T-Mobile has started operating its LTE network in the 600 MHz band. This super-premium low-band spectrum was won by them in the government broadcast incentive auction earlier this year. The announcement comes only two months after they received licenses for this spectrum for the FCC. T-Mobile’s first 600 MHz LTE network sites - the very first in the world - were just switched on in Cheyenne, Wyoming using Nokia equipment. Starting in rural America and other markets where the spectrum is clear of broadcasting today, T-Mobile plans to deploy the new super-spectrum at a super fast pace - compressing what would normally be a two-year process from auction to consumer availability into a short six months.
T-Mobile also shared additional details of its 600 MHz LTE network rollout. This year alone, additional 600 MHz sites are slated for locations including Wyoming, Northwest Oregon, West Texas, Southwest Kansas, the Oklahoma panhandle, Western North Dakota, Maine, Coastal North Carolina, Central Pennsylvania, Central Virginia and Eastern Washington. Those deployments and other network upgrades will help them increase total LTE coverage from 315 million Americans today to 321 million by year’s end.

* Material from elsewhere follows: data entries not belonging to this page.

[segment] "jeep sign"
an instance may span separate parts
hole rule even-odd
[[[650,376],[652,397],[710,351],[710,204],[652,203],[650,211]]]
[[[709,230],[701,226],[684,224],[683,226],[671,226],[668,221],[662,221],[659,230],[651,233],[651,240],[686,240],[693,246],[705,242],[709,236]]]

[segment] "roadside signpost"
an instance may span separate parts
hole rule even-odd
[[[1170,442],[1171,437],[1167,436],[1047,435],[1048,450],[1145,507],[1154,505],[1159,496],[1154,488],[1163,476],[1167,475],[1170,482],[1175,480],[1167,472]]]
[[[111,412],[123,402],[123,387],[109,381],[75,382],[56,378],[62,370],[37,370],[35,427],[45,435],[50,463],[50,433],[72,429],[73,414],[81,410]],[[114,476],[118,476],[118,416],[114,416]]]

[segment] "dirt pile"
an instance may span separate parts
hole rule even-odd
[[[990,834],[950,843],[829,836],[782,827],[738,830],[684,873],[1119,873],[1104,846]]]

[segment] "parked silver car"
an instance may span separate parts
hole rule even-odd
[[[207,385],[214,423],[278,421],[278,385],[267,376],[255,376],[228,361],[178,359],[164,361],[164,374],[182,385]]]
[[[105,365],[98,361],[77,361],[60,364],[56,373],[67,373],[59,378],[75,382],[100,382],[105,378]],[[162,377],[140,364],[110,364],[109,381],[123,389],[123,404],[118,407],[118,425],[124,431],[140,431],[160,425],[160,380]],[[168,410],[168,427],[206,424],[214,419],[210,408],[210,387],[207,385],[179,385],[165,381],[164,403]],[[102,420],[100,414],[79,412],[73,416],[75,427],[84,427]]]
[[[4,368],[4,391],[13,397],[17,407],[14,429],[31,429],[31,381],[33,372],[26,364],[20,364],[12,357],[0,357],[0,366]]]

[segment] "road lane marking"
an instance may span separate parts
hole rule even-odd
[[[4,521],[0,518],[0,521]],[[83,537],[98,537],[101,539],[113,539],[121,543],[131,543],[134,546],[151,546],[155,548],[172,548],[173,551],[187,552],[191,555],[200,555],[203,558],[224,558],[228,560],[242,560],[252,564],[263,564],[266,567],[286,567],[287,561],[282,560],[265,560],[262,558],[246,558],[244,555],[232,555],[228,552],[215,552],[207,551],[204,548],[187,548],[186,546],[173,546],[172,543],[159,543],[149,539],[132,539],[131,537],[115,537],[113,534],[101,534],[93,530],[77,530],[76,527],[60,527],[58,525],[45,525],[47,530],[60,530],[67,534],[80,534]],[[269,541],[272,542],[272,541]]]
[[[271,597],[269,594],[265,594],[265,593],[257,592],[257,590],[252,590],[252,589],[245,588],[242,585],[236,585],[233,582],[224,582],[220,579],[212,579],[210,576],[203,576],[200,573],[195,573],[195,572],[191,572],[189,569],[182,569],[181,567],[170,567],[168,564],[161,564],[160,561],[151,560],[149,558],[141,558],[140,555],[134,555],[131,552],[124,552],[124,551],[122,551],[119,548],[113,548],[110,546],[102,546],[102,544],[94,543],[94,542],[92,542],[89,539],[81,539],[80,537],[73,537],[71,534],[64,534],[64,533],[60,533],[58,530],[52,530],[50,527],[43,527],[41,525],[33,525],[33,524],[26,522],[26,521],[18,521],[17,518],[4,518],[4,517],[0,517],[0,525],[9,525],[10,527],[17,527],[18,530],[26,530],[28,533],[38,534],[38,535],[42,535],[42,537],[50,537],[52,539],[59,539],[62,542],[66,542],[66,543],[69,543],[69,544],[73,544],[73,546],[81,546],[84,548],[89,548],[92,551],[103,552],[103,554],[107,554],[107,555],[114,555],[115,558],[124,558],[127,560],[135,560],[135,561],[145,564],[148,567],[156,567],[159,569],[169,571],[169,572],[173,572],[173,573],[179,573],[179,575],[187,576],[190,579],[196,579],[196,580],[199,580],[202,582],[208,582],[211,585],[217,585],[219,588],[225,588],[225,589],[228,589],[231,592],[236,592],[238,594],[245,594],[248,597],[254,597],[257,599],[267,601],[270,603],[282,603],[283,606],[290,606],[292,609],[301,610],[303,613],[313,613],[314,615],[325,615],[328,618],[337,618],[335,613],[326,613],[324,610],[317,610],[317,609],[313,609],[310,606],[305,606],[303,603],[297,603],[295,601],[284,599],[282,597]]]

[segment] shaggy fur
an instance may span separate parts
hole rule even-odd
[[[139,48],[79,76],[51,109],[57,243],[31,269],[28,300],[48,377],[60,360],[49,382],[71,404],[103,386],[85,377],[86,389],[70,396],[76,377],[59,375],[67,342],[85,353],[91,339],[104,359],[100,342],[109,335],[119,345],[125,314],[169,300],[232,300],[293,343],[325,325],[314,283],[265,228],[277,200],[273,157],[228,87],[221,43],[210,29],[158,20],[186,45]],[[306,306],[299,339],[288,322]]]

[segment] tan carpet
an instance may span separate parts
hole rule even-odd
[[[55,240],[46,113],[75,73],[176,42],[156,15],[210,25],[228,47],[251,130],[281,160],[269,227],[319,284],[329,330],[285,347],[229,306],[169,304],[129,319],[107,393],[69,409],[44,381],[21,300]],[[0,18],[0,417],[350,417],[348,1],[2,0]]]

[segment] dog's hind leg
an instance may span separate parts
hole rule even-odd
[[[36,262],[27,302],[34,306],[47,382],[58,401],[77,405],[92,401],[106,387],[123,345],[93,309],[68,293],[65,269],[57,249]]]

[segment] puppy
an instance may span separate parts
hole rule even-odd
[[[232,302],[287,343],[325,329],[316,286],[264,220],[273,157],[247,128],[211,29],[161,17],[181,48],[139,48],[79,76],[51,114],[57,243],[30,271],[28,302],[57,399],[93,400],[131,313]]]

While most carriers struggle under the weight of unlimited data demands from users on their crowded, congested networks, T-Mobile’s new low-band spectrum is wide-open road for customers once cleared. They will be able to give customers in America an even better experience.
To meet this aggressive timeline for getting this super-spectrum into customers’ hands, T-Mobile has been coordinating closely with the infrastructure providers, chipset makers and device manufacturers to bring 600 MHz LTE to customers at breakneck speed. Nokia and Qualcomm have launched new technology, and both Samsung and LG plan to launch phones that tap into this new spectrum in the fourth quarter of this year.
T-Mobile is also working closely with the FCC and broadcasters like PBS to clear the spectrum in record time, investing where necessary to preserve programming consumers care about while paving the way for new wireless coverage and competition for consumers.
T-Mobile has doubled its LTE coverage since 2015, and its newly acquired premium low-band spectrum will broaden its LTE footprint even further - and lay the foundation for the country’s first nationwide 5G network. The Un-carrier owns a whopping average of 31 MHz of 600 MHz spectrum licenses that can cover every single American across the nation with low-band spectrum that reaches twice as far and is four times better in buildings than mid-band.